A associação busca recursos para distribuir a cartilha nacionalmente. “Não queremos que fique restrita à Brigada Militar, queremos que seja distribuída para toda a sociedade e que seja levada para as polícias dos outros estados”, diz Beck.
Um tabu a ser vencido
O Setembro Amarelo foi criado no Brasil em 2015, uma parceria do Centro de Valorização da Vida (CVV) com o Conselho Federal de Medicina (CFM) e a Associação Brasileira de Psiquiatria (ABP) com o objetivo de reunir ações para chamar atenção para o tema durante o mês em que se comemora o Dia Internacional de Prevenção ao Suicídio (10 de setembro).
“Não temos estatísticas porque fazemos um trabalho totalmente sigiloso. A pessoa que entra em contato com o CVV (pelo telefone 188, e-mail, chat ou presencialmente) não é obrigada a se identificar. Mas o que as pesquisas destacam é que o policial tem acesso à arma de fogo, perde muitos colegas em confrontos e vivencia diariamente a exposição a situações de violência. Isso tudo e o estresse da profissão contribuem. É uma situação preocupante”, aponta Iracema Perin, voluntária e uma das porta-vozes do CVV em Curitiba.

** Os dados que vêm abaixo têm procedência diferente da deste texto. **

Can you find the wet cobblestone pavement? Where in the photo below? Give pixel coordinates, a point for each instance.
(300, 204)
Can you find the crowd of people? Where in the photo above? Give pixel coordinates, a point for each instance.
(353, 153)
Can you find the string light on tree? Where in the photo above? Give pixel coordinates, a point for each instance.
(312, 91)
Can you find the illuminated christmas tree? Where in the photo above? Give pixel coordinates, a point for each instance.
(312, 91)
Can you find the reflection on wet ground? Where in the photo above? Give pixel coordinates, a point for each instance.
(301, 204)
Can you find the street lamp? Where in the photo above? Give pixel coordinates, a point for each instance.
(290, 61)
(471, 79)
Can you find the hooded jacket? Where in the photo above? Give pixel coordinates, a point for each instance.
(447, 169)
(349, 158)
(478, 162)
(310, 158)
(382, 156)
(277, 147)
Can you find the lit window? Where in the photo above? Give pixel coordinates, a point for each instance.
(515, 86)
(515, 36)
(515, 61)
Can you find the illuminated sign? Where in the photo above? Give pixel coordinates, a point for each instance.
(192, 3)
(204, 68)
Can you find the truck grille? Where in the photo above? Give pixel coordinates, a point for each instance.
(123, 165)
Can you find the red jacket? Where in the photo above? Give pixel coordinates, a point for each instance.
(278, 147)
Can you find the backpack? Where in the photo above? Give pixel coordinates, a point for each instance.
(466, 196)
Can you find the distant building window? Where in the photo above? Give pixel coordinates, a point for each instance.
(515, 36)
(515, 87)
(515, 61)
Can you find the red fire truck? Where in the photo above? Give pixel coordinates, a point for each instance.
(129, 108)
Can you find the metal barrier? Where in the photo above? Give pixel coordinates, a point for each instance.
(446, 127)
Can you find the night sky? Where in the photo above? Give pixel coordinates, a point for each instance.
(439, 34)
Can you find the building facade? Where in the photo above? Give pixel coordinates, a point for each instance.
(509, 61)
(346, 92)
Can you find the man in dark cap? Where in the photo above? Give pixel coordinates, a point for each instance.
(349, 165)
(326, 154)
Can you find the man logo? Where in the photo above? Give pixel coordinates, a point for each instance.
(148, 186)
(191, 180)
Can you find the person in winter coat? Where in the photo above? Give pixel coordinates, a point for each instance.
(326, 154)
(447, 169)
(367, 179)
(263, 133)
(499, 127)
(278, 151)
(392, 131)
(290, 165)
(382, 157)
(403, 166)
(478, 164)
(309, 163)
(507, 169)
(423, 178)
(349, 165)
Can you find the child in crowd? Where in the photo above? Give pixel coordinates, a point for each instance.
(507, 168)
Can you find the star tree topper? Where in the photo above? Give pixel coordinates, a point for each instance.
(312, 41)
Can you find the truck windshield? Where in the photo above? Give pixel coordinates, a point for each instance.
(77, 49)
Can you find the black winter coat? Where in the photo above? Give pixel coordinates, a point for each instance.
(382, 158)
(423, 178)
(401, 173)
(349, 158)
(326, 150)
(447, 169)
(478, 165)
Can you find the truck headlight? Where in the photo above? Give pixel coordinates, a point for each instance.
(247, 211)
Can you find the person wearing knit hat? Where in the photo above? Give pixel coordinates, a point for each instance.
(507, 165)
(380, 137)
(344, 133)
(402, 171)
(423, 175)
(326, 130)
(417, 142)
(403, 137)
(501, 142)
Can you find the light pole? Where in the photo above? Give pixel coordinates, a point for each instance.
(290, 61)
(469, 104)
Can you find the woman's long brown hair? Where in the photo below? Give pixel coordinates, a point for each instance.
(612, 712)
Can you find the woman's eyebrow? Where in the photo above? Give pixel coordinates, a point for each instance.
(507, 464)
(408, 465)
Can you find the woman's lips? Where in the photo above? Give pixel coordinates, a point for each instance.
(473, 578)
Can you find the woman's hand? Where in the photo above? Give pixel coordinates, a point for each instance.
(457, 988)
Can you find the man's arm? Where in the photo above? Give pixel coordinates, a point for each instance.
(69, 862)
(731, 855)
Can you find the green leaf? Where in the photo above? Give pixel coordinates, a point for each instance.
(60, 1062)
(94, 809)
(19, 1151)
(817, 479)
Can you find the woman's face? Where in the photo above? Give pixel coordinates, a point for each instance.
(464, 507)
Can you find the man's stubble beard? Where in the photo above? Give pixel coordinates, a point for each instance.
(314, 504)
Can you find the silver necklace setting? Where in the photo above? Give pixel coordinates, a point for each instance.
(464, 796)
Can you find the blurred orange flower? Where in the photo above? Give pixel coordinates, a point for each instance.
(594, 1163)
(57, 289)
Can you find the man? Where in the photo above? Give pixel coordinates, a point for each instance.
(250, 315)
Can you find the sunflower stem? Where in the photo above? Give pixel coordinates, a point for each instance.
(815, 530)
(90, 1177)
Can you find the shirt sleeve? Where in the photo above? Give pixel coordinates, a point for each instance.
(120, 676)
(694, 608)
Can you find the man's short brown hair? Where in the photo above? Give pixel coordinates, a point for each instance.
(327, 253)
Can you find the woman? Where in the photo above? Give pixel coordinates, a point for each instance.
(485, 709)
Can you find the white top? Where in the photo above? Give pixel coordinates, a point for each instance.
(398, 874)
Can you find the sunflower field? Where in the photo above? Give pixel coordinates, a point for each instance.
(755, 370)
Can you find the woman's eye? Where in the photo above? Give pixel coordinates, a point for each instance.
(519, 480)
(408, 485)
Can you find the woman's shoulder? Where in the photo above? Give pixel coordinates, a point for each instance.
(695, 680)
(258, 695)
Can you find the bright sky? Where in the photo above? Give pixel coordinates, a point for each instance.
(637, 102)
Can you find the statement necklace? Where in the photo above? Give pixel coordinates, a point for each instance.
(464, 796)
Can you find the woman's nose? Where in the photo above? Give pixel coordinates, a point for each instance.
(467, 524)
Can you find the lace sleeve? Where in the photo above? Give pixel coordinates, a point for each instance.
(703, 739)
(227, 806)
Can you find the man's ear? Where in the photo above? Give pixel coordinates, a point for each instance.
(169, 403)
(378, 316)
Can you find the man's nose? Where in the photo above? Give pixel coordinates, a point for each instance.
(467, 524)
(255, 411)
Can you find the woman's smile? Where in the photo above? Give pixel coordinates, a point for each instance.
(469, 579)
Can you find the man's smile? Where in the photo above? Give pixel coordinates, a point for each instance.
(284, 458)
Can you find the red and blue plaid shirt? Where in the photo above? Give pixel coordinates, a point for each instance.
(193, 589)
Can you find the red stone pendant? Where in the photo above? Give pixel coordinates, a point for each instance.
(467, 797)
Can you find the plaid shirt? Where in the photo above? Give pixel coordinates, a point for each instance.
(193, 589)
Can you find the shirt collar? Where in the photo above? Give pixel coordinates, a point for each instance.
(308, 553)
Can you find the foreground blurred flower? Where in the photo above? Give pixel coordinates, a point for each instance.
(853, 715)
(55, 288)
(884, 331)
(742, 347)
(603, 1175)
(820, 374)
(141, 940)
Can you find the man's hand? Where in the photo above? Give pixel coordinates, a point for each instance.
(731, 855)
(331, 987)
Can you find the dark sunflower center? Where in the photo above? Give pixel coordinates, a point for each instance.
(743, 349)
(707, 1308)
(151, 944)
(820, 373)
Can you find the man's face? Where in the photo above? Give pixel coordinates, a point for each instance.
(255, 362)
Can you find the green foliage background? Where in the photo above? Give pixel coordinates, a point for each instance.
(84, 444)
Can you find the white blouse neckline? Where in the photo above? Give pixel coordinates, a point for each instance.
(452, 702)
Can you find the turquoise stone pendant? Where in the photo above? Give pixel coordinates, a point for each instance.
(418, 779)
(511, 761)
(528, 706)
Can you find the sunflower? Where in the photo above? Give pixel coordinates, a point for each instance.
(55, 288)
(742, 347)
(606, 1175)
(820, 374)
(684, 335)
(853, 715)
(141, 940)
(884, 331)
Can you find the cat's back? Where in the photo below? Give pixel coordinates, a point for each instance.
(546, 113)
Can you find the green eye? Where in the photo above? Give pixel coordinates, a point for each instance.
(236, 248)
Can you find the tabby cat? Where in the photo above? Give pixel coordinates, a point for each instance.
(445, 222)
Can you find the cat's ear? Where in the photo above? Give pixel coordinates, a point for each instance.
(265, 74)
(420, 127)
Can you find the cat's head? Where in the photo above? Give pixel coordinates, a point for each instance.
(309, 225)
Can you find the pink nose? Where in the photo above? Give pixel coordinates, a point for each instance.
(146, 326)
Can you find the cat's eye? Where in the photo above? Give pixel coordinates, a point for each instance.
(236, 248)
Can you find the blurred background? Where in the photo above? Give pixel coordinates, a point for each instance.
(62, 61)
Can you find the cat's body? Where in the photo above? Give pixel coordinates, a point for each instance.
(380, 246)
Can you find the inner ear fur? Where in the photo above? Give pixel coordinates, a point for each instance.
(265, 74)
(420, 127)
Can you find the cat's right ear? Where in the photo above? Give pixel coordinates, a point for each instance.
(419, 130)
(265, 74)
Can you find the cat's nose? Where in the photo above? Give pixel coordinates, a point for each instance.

“Nós precisamos de políticas públicas para essa população. Começa a haver uma preocupação maior, com seminários, o CVV tem recebido muitos convites para fazer palestras em unidades (policiais), no Corpo de Bombeiros. O que ocorre é que falar sobre suicídio continua sendo um tabu. Muitos ainda acham que tocar no assunto é incentivar o suicídio. Mas hoje há a certeza de que é preciso falar, sim. Temos que ouvir a pessoa, aceitá-la como ela é, sem preconceitos nem julgamentos”, afirma.